Innovation in Scaling Law Application

The article pioneers the application of scaling law analysis to the domain of spatiotemporal weather forecasting, a domain previously underexplored in this context. It bridges a significant gap between theoretical scaling law research and practical weather prediction challenges.

Rigorous Methodology

The study employs a robust quantitative approach, analyzing error distributions, growth rates, and scaling laws across multiple axes (parameter, data, and compute). This methodological rigor ensures reliable and actionable insights for model development.

Practical Implications for Model Optimization

By identifying heterogeneity in channel predictability and the limitations of pooled metrics, the article provides actionable recommendations for weighted objectives, horizon-aware training curricula, and resource allocation strategies.

Demerits

Limited Generalizability to Other Domains

The analysis is highly specific to weather forecasting, which may limit its applicability to other domains with different error propagation dynamics or physical constraints.
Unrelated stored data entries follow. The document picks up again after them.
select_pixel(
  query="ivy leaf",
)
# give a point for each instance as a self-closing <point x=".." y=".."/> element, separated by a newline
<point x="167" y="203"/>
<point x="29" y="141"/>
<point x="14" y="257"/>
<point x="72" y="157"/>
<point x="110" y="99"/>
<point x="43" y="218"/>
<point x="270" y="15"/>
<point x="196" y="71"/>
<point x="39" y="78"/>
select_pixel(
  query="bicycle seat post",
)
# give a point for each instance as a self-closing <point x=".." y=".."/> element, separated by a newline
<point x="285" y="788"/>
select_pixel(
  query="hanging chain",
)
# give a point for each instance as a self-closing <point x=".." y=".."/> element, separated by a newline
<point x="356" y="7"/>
The findings may not generalize without further validation.

Assumptions About Data Homogeneity

The study assumes that the spatiotemporal data is sufficiently representative and diverse to support scaling law analysis. However, real-world weather data may exhibit non-stationarities or biases that could undermine these assumptions.

Focus on Autoregressive Rollouts

The analysis is constrained to autoregressive models, which are computationally intensive. The scalability and efficiency of alternative modeling approaches (e.g., direct multi-step prediction) are not explored.

Expert Commentary

This article represents a significant advancement in the application of neural scaling laws to spatiotemporal weather forecasting, a domain where autoregressive prediction and multi-channel outputs introduce unique challenges. The authors’ focus on cross-channel and cross-horizon heterogeneity is particularly insightful, as it highlights the limitations of pooled metrics in assessing model performance. Their findings underscore the need for more nuanced evaluation frameworks in weather prediction, where late-lead performance in individual channels can be critical for real-world applications. The methodological rigor of the study is commendable, as it systematically examines error distributions, growth rates, and scaling laws across multiple axes. However, the article could benefit from further exploration of alternative modeling approaches, such as direct multi-step prediction, which may offer computational efficiencies. Additionally, while the study provides actionable recommendations for model optimization, its generalizability to other domains remains an open question. Overall, this work is a valuable contribution to both the weather forecasting and AI scaling law communities, offering a framework for future research and practical model development.

Recommendations

  • Conduct further validation of scaling laws across diverse weather datasets and geographies to assess generalizability and robustness.
  • Explore hybrid modeling approaches that combine autoregressive rollouts with direct multi-step prediction to balance computational efficiency and accuracy.
  • Develop standardized benchmarks for weather forecasting models that incorporate per-channel and late-lead metrics to ensure more comprehensive evaluations.
  • Investigate the impact of data augmentation and domain-specific pretraining on scaling law behavior in weather prediction models.
  • Collaborate with meteorological agencies to integrate scaling law insights into operational weather forecasting systems, ensuring alignment with real-world requirements.